Juan Manuel Francos, economista jefe de Grupo SBS, señaló que “el mercado internacional viene operando en un escenario altamente turbulento por la escalada del conflicto bélico en Medio Oriente, que presiona al alza a las commodities energéticas y golpea a los activos de riesgo”. Francos también destacó la importancia de la dinámica monetaria local, señalando que las tasas de interés en pesos siguen siendo muy sensibles a las condiciones de liquidez, en un esquema discrecional donde las licitaciones del Tesoro juegan un papel regulador fundamental.
El S&P Merval, el índice bursátil local, no acompañó la recuperación observada en Wall Street, cayendo un 0,7% hasta alcanzar los 2.579.970,37 puntos. En términos de dólares, el índice se mantuvo estable en 1.757,70 puntos. Las acciones locales cerraron la jornada con mayoría de bajas, siendo Transportadora de Gas del Sur (-3,1%) y Bolsas y Mercados Argentinos (-2,5%) las que lideraron las pérdidas. En contraste, Ternium se destacó con una subida del 5%.
La situación fue diferente para los ADRs argentinos que cotizan en Nueva York, los cuales experimentaron un alza de hasta el 4,5%, impulsados principalmente por Telecom Argentina. Grupo Supervielle (+3,2%) y Pampa Energía (+2,8%) completaron el podio de las mayores ganancias.
El sector bancario mostró un comportamiento mixto durante la jornada. Gustavo Ber, otro economista consultado, explicó que los papeles bancarios fueron los más afectados por el “risk-off global” en las sesiones anteriores, posiblemente debido a su mayor beta y a las “lecturas cautelosas” que dejaron sus balances en los operadores. La sensibilidad del sector a las condiciones de riesgo global lo convierte en un barómetro importante para evaluar el sentimiento del mercado.

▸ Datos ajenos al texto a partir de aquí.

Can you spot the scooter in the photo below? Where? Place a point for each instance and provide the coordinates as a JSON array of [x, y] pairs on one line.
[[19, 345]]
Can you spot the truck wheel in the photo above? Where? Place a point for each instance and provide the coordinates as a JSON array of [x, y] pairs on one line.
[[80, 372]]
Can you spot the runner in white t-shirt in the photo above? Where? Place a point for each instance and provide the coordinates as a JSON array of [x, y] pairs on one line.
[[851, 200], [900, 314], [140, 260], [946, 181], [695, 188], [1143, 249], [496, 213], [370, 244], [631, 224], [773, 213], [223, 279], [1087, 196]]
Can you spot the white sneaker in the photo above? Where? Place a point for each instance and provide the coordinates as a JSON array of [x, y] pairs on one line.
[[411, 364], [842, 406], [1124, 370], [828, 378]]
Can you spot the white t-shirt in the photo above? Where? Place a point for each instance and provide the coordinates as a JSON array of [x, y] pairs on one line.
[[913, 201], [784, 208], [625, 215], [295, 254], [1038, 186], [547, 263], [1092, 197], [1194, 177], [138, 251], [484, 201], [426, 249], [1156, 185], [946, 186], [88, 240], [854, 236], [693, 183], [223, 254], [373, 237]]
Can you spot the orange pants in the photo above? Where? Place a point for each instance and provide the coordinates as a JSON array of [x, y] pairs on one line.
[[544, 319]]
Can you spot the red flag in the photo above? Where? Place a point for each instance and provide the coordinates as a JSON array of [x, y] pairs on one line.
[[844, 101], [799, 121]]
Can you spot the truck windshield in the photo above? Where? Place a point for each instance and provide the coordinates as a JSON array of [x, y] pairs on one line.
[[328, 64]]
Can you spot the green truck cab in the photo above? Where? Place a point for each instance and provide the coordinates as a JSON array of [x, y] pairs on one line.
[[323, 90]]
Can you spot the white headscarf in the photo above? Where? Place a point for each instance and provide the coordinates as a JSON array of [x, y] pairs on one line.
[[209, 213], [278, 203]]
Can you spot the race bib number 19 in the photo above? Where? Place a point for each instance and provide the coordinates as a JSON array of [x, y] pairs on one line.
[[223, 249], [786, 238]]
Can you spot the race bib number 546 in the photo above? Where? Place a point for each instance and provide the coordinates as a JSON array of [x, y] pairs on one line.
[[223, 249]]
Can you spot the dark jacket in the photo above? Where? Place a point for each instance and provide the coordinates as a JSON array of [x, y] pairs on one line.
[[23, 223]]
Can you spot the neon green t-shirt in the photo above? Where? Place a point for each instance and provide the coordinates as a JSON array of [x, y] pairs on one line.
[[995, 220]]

La recuperación de los activos argentinos en Wall Street, aunque bienvenida, debe ser interpretada con cautela. La incertidumbre geopolítica global y la necesidad de señales claras por parte del gobierno argentino en materia de política económica y financiera siguen siendo factores clave que determinarán el futuro de los mercados locales. La atención de los inversores se mantendrá enfocada en las próximas decisiones del Banco Central y del Ministerio de Economía, así como en la evolución del conflicto en Medio Oriente. La volatilidad seguirá siendo la norma en el corto plazo, y la prudencia se recomienda a todos los participantes del mercado. La capacidad del gobierno para generar confianza y ofrecer un plan económico sostenible será fundamental para atraer inversiones y consolidar la recuperación de los activos argentinos.